Peptide Synthesis
Solid-Phase Peptide Synthesis (SPPS)
The most widely used method for synthetic peptide production. Developed by Robert Bruce Merrifield in 1963 (Nobel Prize, 1984).
Fmoc Strategy
The Fmoc (9-fluorenylmethyloxycarbonyl) protecting group strategy is the most common approach:
// Cycle:
1. Deprotection: 20% piperidine in DMF
2. Coupling: Fmoc-AA-OH + HBTU + DIPEA
3. Wash: DMF, DCM
4. Repeat for next residue
// After last residue:
5. Final deprotection
6. Cleavage: TFA + scavengers
Key Reagents
| Reagent | Full Name | Purpose |
|---|---|---|
| HBTU | O-Benzotriazole-N,N,N',N'-tetramethyl-uronium-hexafluoro-phosphate | Coupling activator |
| DIPEA | N,N-Diisopropylethylamine | Base |
| DMF | Dimethylformamide | Solvent |
| TFA | Trifluoroacetic acid | Cleavage/deprotection |
Liquid-Phase Synthesis
Traditional solution-phase synthesis. Used for large-scale production where SPPS cost is prohibitive. Requires selective protecting groups and purification at each step.
Recombinant Production
Expression in E. coli, yeast, or mammalian cells. Required for peptides >50 aa or those requiring post-translational modifications. Includes fusion tags for purification (His₆, GST, MBP).
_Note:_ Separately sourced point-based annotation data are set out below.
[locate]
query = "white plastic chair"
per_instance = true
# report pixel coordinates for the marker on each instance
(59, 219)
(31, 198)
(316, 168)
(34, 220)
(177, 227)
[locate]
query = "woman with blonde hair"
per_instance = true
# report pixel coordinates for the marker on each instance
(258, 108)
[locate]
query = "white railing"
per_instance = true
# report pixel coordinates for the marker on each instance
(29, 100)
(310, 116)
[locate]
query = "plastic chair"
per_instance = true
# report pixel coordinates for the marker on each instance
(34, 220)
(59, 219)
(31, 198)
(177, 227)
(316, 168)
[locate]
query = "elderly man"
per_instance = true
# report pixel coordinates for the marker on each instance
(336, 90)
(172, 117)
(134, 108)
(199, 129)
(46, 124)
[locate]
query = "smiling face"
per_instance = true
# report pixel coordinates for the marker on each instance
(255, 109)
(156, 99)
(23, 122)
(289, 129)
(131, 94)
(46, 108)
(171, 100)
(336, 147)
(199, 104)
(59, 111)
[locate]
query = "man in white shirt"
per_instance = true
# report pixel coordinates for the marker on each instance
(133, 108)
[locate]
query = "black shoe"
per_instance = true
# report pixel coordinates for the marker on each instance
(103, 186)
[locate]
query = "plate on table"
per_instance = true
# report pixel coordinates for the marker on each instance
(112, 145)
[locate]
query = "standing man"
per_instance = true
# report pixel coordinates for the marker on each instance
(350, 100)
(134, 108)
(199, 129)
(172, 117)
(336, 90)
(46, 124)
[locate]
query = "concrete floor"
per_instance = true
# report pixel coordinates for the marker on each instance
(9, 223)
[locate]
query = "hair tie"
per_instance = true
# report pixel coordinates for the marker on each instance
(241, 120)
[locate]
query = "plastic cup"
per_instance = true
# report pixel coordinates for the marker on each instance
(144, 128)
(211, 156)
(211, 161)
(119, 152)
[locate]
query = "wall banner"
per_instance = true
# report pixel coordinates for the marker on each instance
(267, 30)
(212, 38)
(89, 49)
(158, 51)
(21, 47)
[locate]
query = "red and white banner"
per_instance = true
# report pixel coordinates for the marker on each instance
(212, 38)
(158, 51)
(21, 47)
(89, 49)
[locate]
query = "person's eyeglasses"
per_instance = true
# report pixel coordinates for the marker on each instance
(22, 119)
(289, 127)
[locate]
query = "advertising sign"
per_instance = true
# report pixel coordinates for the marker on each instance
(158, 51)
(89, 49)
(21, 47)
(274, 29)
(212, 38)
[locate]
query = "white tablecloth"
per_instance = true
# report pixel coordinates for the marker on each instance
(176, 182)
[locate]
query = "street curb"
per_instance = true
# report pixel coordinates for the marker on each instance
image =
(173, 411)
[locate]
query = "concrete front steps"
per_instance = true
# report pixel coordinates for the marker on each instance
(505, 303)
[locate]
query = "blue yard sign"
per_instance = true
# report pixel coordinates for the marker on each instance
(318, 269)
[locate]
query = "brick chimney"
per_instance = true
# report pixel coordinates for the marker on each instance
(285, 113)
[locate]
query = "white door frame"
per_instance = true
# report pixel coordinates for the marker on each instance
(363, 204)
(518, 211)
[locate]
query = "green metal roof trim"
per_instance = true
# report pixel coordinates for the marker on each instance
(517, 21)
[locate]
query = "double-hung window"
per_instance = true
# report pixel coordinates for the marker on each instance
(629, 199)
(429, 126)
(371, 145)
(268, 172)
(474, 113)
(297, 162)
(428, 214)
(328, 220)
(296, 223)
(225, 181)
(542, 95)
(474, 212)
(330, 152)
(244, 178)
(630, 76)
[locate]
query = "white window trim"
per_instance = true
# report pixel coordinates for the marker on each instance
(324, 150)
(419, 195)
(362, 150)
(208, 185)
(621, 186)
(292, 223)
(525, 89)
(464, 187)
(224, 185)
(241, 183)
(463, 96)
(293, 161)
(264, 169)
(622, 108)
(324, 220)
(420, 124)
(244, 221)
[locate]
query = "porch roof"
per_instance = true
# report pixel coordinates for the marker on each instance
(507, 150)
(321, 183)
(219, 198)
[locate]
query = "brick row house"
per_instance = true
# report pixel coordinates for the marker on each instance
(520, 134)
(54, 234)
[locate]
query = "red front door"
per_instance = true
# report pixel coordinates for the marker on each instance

Purification & Characterization
HPLC
Reversed-phase C18 columns with acetonitrile/water gradient. Primary purity assessment method.
Mass Spectrometry
MALDI-TOF or ESI-MS for molecular weight confirmation. Peptide fingerprinting for identity.
Amino Acid Analysis
Acid hydrolysis followed by derivatization and HPLC. Quantitative composition determination.
Edman Degradation
Sequential N-terminal sequencing. Confirms sequence identity for peptides <50 aa.